Il luogo si chiama Gobekli Tepe, nell’attuale Turchia, ed è situato a
circa diciotto chilometri dalla città di Şanlıurfa, presso il confine
con la Siria. L’aspetto è quello di una collina alta circa quindici
metri, con un diametro di trecento.
Qui, nel 1963 un gruppo di ricerca archeologico notò nella zona cumuli
di frammenti di selce, segno della presenza, nel passato, di un’attività
umana.
Solo trent’anni dopo, però, se ne riconobbe il potenziale: un
pastore notò che dal terreno spuntavano alcune pietre di strana forma.
Avvisò il responsabile del museo della città di Şanlıurfa, e di bocca in
bocca la notizia arrivò all’Istituto Archeologico Germanico. Nel 1995
cominciarono gli scavi, guidati dall’archeologo Klaus Schmidt, e in
seguito il tutto passò sotto la supervisione di due università tedesche.
Ciò che venne scoperto avrebbe lasciato non pochi a bocca aperta.

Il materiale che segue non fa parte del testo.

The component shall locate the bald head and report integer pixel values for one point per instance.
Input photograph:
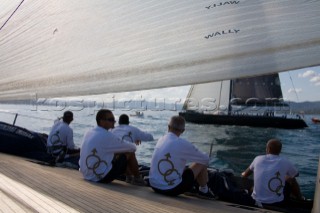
(274, 147)
(176, 125)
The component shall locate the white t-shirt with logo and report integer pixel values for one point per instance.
(97, 152)
(169, 160)
(269, 177)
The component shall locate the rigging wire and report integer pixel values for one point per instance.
(295, 91)
(11, 15)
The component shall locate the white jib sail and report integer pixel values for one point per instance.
(78, 47)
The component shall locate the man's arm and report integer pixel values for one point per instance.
(247, 172)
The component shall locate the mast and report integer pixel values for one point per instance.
(230, 96)
(185, 105)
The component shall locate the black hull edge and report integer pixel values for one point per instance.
(244, 120)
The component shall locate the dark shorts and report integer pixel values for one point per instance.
(119, 166)
(185, 185)
(73, 151)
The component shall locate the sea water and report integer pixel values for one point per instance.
(232, 147)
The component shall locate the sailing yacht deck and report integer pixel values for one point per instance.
(29, 187)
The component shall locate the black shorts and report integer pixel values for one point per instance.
(119, 166)
(185, 185)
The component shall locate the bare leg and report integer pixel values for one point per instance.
(295, 188)
(200, 173)
(132, 164)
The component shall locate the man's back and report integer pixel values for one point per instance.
(270, 173)
(61, 135)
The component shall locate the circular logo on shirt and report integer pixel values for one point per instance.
(94, 163)
(55, 139)
(275, 184)
(167, 170)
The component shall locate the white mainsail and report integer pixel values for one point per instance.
(209, 97)
(80, 47)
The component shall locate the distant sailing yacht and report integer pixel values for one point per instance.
(255, 101)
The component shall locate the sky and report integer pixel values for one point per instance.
(297, 86)
(305, 84)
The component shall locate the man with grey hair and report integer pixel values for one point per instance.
(271, 173)
(168, 172)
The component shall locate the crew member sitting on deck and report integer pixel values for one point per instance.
(60, 140)
(271, 173)
(104, 157)
(168, 172)
(130, 133)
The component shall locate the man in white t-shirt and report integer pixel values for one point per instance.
(130, 133)
(168, 173)
(271, 173)
(60, 140)
(104, 157)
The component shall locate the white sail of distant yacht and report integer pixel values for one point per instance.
(79, 47)
(228, 96)
(255, 101)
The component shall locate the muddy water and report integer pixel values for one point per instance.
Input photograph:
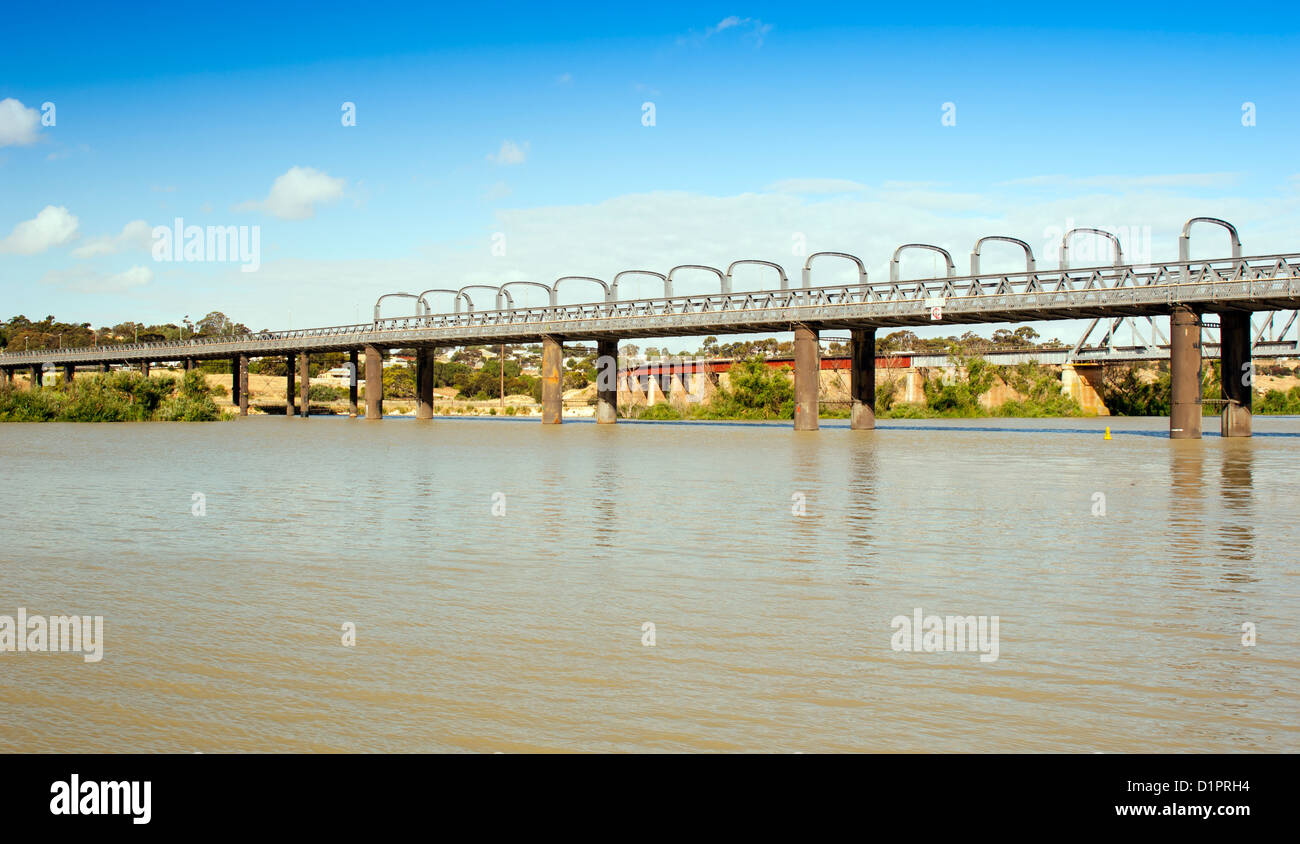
(499, 575)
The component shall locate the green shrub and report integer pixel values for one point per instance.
(325, 393)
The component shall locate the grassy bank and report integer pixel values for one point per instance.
(113, 397)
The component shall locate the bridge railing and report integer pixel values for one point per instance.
(1204, 280)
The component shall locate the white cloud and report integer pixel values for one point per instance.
(135, 234)
(52, 226)
(497, 191)
(295, 194)
(510, 152)
(817, 186)
(1125, 182)
(81, 280)
(752, 27)
(18, 124)
(133, 277)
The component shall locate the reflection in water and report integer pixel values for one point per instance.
(1186, 498)
(1236, 531)
(524, 632)
(861, 494)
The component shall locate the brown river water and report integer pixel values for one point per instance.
(498, 575)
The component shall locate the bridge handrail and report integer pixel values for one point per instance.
(970, 288)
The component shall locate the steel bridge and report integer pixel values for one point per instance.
(1186, 290)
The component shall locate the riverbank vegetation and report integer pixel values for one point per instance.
(113, 397)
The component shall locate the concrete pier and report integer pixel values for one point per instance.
(373, 384)
(241, 382)
(1184, 371)
(304, 385)
(1235, 372)
(862, 379)
(424, 382)
(807, 375)
(553, 381)
(606, 381)
(290, 362)
(351, 386)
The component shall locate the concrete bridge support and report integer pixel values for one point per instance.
(290, 362)
(424, 382)
(862, 379)
(606, 381)
(239, 381)
(351, 386)
(373, 384)
(304, 385)
(1184, 375)
(1235, 372)
(807, 375)
(553, 381)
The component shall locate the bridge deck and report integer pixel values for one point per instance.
(1226, 285)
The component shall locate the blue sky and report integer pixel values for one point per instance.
(772, 124)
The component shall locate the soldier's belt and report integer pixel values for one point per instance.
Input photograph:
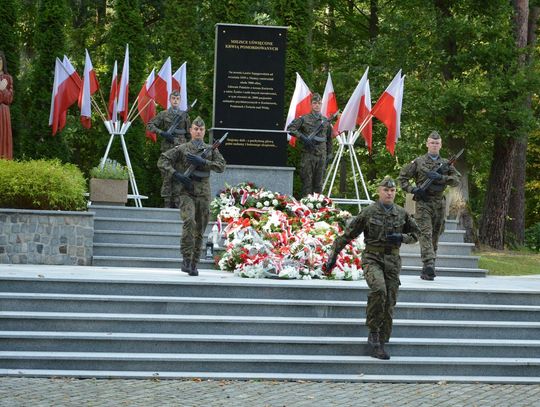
(382, 249)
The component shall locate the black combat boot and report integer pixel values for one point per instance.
(194, 271)
(186, 265)
(377, 346)
(428, 272)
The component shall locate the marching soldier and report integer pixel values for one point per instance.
(172, 125)
(385, 226)
(315, 132)
(193, 190)
(430, 203)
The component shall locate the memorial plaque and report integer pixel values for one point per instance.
(249, 87)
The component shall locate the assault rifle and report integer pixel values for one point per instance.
(442, 167)
(205, 153)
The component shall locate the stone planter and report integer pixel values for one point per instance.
(46, 237)
(108, 191)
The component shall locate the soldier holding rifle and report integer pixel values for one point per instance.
(315, 132)
(189, 165)
(432, 174)
(172, 125)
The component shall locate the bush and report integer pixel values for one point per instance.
(111, 170)
(532, 237)
(41, 184)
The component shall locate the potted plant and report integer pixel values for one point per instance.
(109, 183)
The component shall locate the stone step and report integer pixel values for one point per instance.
(81, 303)
(262, 363)
(257, 325)
(217, 284)
(55, 341)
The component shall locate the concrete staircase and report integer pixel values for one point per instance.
(149, 237)
(126, 322)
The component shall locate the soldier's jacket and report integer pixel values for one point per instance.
(420, 166)
(375, 222)
(306, 124)
(175, 160)
(163, 121)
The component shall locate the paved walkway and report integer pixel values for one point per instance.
(36, 392)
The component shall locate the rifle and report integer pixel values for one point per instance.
(178, 117)
(205, 154)
(324, 120)
(425, 185)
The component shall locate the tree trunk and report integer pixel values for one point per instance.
(515, 226)
(498, 193)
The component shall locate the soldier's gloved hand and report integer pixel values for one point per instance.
(394, 238)
(434, 175)
(195, 159)
(167, 136)
(184, 180)
(331, 262)
(419, 193)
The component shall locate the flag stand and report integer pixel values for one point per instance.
(347, 142)
(117, 128)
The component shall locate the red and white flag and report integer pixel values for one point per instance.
(357, 111)
(65, 92)
(179, 82)
(329, 102)
(113, 96)
(123, 90)
(146, 105)
(89, 87)
(162, 86)
(300, 104)
(388, 110)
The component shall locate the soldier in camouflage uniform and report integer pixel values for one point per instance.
(385, 226)
(161, 125)
(430, 204)
(194, 191)
(317, 150)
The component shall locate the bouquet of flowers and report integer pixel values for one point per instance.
(273, 235)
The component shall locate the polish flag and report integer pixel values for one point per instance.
(388, 110)
(357, 111)
(123, 90)
(89, 87)
(329, 102)
(162, 86)
(65, 92)
(300, 104)
(113, 96)
(146, 105)
(179, 83)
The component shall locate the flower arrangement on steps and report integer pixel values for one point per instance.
(276, 236)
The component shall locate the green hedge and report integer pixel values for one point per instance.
(41, 184)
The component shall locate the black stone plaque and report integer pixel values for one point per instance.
(249, 86)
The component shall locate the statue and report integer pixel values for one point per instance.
(6, 98)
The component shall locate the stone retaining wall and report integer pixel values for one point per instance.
(46, 237)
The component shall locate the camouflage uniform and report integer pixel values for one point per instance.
(314, 159)
(194, 205)
(430, 213)
(162, 122)
(380, 260)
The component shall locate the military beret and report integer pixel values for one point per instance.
(434, 135)
(387, 182)
(198, 122)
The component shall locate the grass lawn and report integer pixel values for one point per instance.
(509, 263)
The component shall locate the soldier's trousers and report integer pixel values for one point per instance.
(311, 173)
(430, 217)
(381, 272)
(194, 212)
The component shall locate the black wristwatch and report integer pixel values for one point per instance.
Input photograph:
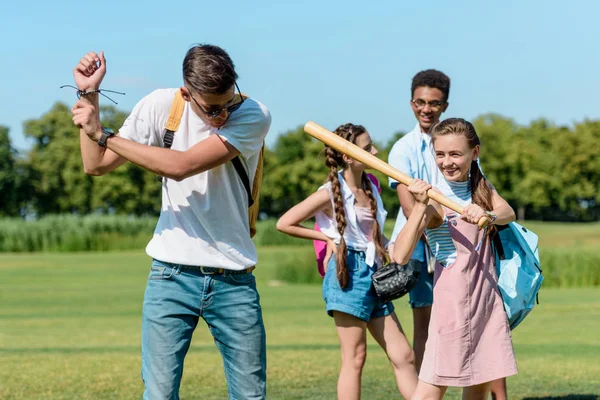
(106, 133)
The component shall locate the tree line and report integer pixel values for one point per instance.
(545, 171)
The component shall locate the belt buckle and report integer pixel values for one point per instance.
(207, 272)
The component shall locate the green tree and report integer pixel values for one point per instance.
(9, 185)
(59, 184)
(292, 171)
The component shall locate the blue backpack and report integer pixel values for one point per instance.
(518, 266)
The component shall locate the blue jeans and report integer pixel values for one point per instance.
(175, 298)
(358, 298)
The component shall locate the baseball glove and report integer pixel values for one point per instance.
(393, 280)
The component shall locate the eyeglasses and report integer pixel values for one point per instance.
(85, 93)
(216, 113)
(433, 104)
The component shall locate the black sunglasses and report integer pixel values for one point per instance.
(216, 113)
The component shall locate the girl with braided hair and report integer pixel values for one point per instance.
(469, 343)
(350, 215)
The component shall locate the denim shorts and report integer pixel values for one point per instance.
(358, 298)
(422, 294)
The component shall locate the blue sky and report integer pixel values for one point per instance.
(327, 61)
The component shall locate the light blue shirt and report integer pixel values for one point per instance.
(413, 155)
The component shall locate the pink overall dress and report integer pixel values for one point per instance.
(469, 339)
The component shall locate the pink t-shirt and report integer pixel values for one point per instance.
(321, 247)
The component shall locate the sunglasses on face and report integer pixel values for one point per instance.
(215, 113)
(434, 104)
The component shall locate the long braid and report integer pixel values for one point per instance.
(377, 237)
(334, 160)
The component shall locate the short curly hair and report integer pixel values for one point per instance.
(434, 79)
(208, 69)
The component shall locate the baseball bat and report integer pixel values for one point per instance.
(353, 151)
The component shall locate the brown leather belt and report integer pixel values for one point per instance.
(217, 271)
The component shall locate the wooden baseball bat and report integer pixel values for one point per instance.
(353, 151)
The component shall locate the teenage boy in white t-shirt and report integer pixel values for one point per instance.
(202, 253)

Vennero infatti alla luce, dopo un tempo incommensurabile, alcuni
recinti circolari, delimitati da megaliti a forma di “T” di oltre
quindici tonnellate ciascuno e di circa tre metri di altezza. Risalgono
al 9500 a.C. Un’epoca in cui, fino a questo momento, gli studiosi non
credevano fosse possibile per gli essere umani erigere una struttura
del genere. Gli scavi continuano a tutt’oggi, e si calcola che decine e
decine di megaliti debbano ancora essere riportati in superficie. A
circa un chilometro dal sito riposa un megalite la cui lavorazione fu
abbandonata a causa di una rottura. Questo significa che una volta
finito sarebbe dovuto essere trasportato, forse, verso il sito. Vi
lascio immaginare cosa significhi spostare un manufatto di tale peso.
Fino a questo momento si era pensato che gli uomini e le donne vissuti
in quel periodo fossero solamente nomadi dediti alla caccia. Non si
pensava potessero avere l’intenzione e i mezzi di erigere alcunché.
Scopriamo invece che centinaia di esseri umani collaborarono alla
costruzione di questo monumento nell’arco di tre o cinque secoli e che, a
un certo punto della storia, si preoccuparono di seppellirlo. La
pietra è sempre stata ed è tutt’oggi, nell’arte, il materiale dedicato a
ciò che dovrebbe durare per sempre; ciò che ha, in qualche maniera,
una valenza sacra, importante. Scopriamo infatti che questo monumento
altro non era se non ciò che oggi definiremmo un “tempio”.
Da un lato vi sono infatti evidenti prove che gli uomini di Gobekli Tepe
non vivessero lì, non essendo presenti testimonianze di vita
domestica. Dall’altro, le pietre sono decorate con incredibili,
meravigliosi bassorilievi raffiguranti animali, per la maggior parte
predatori o comunque difficilmente addomesticabili, come serpenti,
anatre, gru, tori, cinghiali e scorpioni. A questi si aggiungono
sculture in argilla rappresentanti volpi o cinghiali (è difficile da
stabilire, dato lo stato di deterioramento). Sono presenti inoltre
elementi puntiformi e geometrici. Ma è davvero possibile che uomini
dediti a continui spostamenti erigessero un luogo così imponente?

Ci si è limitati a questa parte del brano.